[e2e] Question about propagation and queuing delays

David Hagel david.hagel at gmail.com
Mon Aug 22 09:13:41 PDT 2005

Thanks, this is interesting. I asked the same question on nanog and
got similar responses: that queuing delay is negligible on todays
backbone networks compared to other fixed delay components
(propagation, store-and-forward, transmission etc). Response on nanog 
seems to indicate that queuing delay is almost irrelevant today.

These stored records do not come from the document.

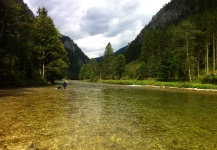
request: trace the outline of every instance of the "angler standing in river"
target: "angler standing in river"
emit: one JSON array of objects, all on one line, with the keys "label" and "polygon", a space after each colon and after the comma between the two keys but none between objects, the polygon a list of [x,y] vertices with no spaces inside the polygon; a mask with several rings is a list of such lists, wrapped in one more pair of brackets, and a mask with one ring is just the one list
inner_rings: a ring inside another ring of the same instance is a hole
[{"label": "angler standing in river", "polygon": [[66,89],[67,85],[68,85],[68,82],[65,80],[65,81],[63,82],[63,87],[64,87],[64,89]]}]

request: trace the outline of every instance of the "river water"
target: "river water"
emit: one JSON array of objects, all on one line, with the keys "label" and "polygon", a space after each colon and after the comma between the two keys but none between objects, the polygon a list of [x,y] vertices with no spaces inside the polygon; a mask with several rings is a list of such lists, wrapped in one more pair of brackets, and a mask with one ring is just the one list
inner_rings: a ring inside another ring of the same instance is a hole
[{"label": "river water", "polygon": [[0,149],[217,149],[217,94],[70,81],[0,89]]}]

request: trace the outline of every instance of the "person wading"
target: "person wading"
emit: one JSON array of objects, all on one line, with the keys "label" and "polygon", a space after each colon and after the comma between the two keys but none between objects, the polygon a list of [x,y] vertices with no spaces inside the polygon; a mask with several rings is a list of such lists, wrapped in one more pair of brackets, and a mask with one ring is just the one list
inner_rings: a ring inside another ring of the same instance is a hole
[{"label": "person wading", "polygon": [[63,82],[63,87],[64,87],[64,89],[66,89],[67,85],[68,85],[68,82],[65,80],[65,81]]}]

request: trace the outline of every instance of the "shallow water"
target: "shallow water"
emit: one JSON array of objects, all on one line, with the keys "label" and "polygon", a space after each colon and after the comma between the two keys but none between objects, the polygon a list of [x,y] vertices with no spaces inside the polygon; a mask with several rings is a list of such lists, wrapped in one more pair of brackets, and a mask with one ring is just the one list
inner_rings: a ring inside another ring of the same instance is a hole
[{"label": "shallow water", "polygon": [[217,94],[70,81],[0,89],[0,149],[216,149]]}]

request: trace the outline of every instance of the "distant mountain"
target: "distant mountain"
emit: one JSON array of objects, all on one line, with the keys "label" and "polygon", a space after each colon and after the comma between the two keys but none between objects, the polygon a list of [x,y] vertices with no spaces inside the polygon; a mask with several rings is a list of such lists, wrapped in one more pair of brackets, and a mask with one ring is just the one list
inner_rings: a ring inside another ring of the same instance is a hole
[{"label": "distant mountain", "polygon": [[88,63],[89,58],[82,52],[77,44],[73,42],[68,36],[62,35],[62,43],[68,52],[69,65],[69,78],[78,79],[80,68],[83,64]]},{"label": "distant mountain", "polygon": [[[122,47],[121,49],[119,49],[119,50],[117,50],[116,52],[114,52],[114,56],[117,56],[118,54],[125,54],[126,49],[127,49],[127,46]],[[100,57],[95,58],[95,60],[96,60],[97,62],[102,61],[102,59],[103,59],[103,56],[100,56]]]},{"label": "distant mountain", "polygon": [[136,60],[140,57],[140,50],[142,48],[142,40],[146,29],[148,28],[163,28],[171,24],[177,24],[186,16],[194,13],[200,13],[207,9],[217,7],[216,0],[171,0],[165,4],[156,15],[152,17],[150,23],[145,26],[139,35],[127,47],[126,60],[127,63]]}]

This may sound like a naive question. But if queuing delays are so
insignificant in comparison to other fixed delay components then what
does it say about the usefulness of all the extensive techniques for
queue management and congestion control (including TCP congestion
control, RED and so forth) in the context of today's backbone
networks? Any thoughts? Are the congestion control researchers out of
touch with reality?

- Dave

On 8/21/05, David P. Reed <dpreed at reed.com> wrote:
> I can repeatably easily measure 40 msec. coast-to-coast (Boston-LA), of
> which around 25 msec. is accounted for by speed of light in fiber (which
> is 2/3 of speed of light in vacuum, *299,792,458 m s^-1 *, because the
> refractive index of fiber is approximately 1.5 or 3/2).   So assume 2e8
> m/s as the speed of light in fiber,  1.6e3 m/mile, and you get 1.25e5
> mi/sec.
> The remaining 15 msec. can be accounted for by the fiber path not being
> straight line, or by various "buffering delays" (which include queueing
> delays, and scheduling delays in the case where frames are scheduled
> periodically and you have to wait for the next frame time to launch your
> frame).
> Craig Partridge and I have debated (offline) what the breakdown might
> actually turn out to be (he thinks the total buffering delay is only 2-3
> msec., I think it's more like 10-12), and it would be quite interesting
> to get more details, but that would involve delving into the actual
> equipment deployed and its operating modes.